The general picture of gambling in France presents something of a paradox: it is a country with a culture of gambling that stretches back hundreds of years, yet strong restrictions remain in place for many parts of the industry today. It’s not immediately clear where players stand when they’re looking to gamble online, but in spite of this, gambling remains a popular pastime for millions of French citizens, with the online market growing slowly but surely. Here is an overview of some of the key aspects of gambling in France today.
Despite the fact that it was invented in France in the 17th century, roulette is one game that cannot be played online in the country today. The same goes for online slots and other popular online casino games of chance, as they were all deemed too addictive by lawmakers. Legislation that came into force in 2010 - the French Gambling Act - at least opened up the online gambling sector to provide competition for state-back operators, but the laws still forbid the games mentioned above, as well as spread betting and exchanges like Betfair.
Online poker (a game which also allegedly has its roots in France), sports betting and horse racing betting were all made completely legal by the French Gambling Act, with the idea being that, as opposed to games like roulette, they are reliant on knowledge or skillful play to win.

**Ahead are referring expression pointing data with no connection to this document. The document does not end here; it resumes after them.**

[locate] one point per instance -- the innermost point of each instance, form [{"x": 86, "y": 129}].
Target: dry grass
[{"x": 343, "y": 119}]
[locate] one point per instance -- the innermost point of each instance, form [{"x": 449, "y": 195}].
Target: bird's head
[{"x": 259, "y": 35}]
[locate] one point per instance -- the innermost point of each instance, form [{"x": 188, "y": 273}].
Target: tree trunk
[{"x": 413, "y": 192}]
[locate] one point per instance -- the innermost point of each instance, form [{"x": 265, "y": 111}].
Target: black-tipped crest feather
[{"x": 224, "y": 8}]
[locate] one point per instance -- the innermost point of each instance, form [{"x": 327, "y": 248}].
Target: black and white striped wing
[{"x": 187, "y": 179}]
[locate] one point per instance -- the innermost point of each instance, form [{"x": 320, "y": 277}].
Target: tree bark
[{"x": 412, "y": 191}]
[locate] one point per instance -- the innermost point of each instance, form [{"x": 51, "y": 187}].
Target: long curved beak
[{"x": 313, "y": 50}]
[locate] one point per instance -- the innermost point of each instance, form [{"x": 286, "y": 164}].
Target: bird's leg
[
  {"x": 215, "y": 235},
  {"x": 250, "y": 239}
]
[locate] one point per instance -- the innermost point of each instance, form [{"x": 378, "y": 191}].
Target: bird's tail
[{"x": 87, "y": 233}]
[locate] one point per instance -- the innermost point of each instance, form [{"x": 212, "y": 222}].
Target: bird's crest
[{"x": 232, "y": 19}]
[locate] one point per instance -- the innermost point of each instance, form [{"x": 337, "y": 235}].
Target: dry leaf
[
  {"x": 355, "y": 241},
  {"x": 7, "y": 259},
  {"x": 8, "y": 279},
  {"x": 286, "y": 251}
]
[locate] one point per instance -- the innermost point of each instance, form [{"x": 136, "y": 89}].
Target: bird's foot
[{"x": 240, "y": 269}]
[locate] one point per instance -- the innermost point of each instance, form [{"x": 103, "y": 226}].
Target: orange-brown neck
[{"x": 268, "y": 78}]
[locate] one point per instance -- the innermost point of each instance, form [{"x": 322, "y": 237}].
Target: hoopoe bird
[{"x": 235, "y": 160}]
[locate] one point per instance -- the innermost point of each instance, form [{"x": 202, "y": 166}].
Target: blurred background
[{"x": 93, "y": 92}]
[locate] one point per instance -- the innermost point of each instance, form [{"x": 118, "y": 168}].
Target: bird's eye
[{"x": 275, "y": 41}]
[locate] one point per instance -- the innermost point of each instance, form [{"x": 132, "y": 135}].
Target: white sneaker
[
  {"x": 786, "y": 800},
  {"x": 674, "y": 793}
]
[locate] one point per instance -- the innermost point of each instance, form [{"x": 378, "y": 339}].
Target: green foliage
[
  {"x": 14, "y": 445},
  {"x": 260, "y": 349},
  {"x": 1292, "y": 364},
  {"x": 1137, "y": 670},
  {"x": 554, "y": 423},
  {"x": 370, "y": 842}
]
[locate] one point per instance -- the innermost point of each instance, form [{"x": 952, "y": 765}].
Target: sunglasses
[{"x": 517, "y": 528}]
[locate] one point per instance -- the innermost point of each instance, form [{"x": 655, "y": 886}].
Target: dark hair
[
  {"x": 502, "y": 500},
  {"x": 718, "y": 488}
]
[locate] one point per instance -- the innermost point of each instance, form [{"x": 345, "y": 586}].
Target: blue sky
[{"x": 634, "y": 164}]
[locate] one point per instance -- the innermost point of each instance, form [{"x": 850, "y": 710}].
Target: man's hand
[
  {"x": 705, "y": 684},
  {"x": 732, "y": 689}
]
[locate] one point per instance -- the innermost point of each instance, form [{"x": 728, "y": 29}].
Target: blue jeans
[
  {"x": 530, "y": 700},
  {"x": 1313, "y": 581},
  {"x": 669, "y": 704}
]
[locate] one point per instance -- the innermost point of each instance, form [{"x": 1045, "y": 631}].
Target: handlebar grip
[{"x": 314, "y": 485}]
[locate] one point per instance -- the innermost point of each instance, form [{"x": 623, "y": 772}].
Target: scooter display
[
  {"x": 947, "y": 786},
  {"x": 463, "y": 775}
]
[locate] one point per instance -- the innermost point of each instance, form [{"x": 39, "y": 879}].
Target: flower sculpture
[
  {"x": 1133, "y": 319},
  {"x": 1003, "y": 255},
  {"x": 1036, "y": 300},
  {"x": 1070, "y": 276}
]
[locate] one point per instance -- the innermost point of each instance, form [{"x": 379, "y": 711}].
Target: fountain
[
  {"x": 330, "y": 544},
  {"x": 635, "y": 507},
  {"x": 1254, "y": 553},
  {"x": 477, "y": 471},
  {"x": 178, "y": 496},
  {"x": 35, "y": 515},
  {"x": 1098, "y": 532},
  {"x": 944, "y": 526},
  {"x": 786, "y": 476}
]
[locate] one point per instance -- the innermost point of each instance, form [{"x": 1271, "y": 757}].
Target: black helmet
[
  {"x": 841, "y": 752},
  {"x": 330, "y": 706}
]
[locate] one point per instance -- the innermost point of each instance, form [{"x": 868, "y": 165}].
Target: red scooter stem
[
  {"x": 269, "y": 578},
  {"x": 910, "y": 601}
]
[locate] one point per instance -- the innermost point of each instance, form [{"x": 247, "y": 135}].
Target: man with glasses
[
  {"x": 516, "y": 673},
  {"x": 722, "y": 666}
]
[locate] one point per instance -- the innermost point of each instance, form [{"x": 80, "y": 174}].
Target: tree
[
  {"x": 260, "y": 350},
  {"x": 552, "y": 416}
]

A regulatory body known as ARJEL (the 'Regulatory Authority for Online Games'), was created by the Gambling Act, and specifically supervises online gambling in France, taking a more active approach to tackling unapproved overseas operators that accept French customers than regulatory bodies in many other countries. ARJEL publishes a list of currently approved online gambling operators, with worldwide favourites like PartyPoker and Poker Stars allowed to compete with traditional state-owned ventures.
France is home to a number of famous land-based casinos that have received worldwide acclaim. In spite of the legislation against their online iterations, the traditional casino fare of roulette, blackjack and baccarat are available across virtually all of them, as are slot machines, which became legal in 1988, a year after the minimum gambling age was lowered to 18 from 21.
In terms of betting, horse racing is by far the most popular of all sports, and the activity is considered by many to be a national pastime. Indeed, much of the tax money generated from gambling companies that offer horse racing markets is reinvested into the sport.
As famous as the cycling race may be, the Tour de France - the world's biggest annual sporting event - doesn’t inspire as much activity from gamblers as horse racing does. However, sites such as Paddy Power and William Hill both offer odds to British punters on the outright winner of the competition well in advance.
There are a few lesser-known sports that are surprisingly popular in France, with handball having a particularly strong following. The French national team is the current Olympic and World Champion, and the French league is so strong that many sports bookmakers even offer French handball markets to the British public.
As is the case in many West European countries, the title of ‘national sport’ has to go to football. As the favourite spectator sport in the land, it is also one of the more popular sport choices for French gamblers, who have two major leagues - Ligue 1 and Ligue 2 - to bet on in the domestic football betting markets.
Football betting in France was given a particular boost by the legalisation of online gambling, with the 2010 World Cup bringing in more than €83 million, around twice the amount that was wagered in the same period the year before, when online gambling wasn't yet regulated by ARJEL.
Despite the fact that online gambling in France appears to be impeded by tough regulation and overt concern about ‘chance’ games, there is considerable interest in these types of games across other parts of Europe, and it may be the case that the French government legalises them in due course due to public demand. The gambling economy has continued to expand across Europe in recent years, with French horse betting, sports betting and lottery sectors all growing noticeably thanks to the emergence of online operators. As a result, many feel that it would be surprising if France continues to exclude its players from the enjoyment of online casino games indefinitely.